Managing an intrapreneur would not be easy because big companies tend to value conformity, something intrapreneurs shun. Intrapreneurs break the rules. They think differently, challenge norms and create enormous problems for the conventional manager who wants everything running smoothly.
But
Gifford Pinchot, president of the Bainbridge Graduate Institute, a post-graduate MBA school in the United States, says managers don’t have a choice.
“First of all,” he said, “these managers have already hired intrapreneurs because the propensity for intrapreneurship and entrepreneurship is present in about 10 per cent of the population.
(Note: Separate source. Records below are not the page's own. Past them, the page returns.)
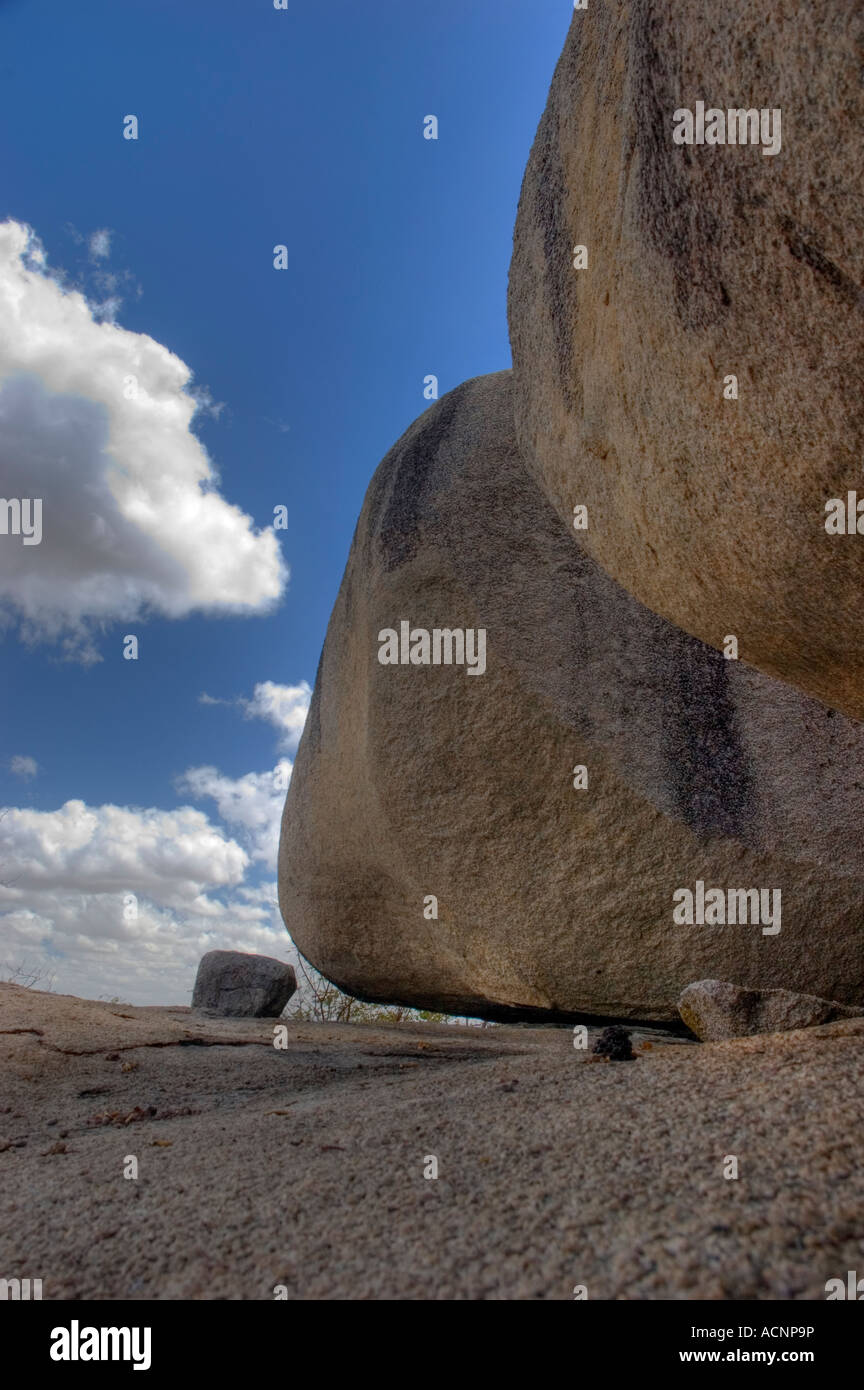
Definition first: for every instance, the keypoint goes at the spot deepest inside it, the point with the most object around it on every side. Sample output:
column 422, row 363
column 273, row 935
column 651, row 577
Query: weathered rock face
column 716, row 1011
column 416, row 781
column 704, row 262
column 239, row 984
So, it’s likely there are already people there with those tendencies.
“Secondly, intrapreneurs don’t tend to leave the organisation until their ideas have been blocked repeatedly. So long as managers support and respect the intrapreneurs, and so long as the intrapreneurs think they will be able to do new and innovative things inside the company, they will probably stay.”
All companies already have natural intrapreneurs. Some are obvious, but most are hiding. But what’s important is that they can revitalise the company. They are the corporate innovators. So what should managers look out for?
Vijay Govindarajan and Jatin Desai at the
Harvard Business Review tell us they are not motivated by money, they just want to make a difference. They are constantly contemplating ideas, formulating and visualising a series of solutions in their head and they exude high self-awareness and sense of purpose.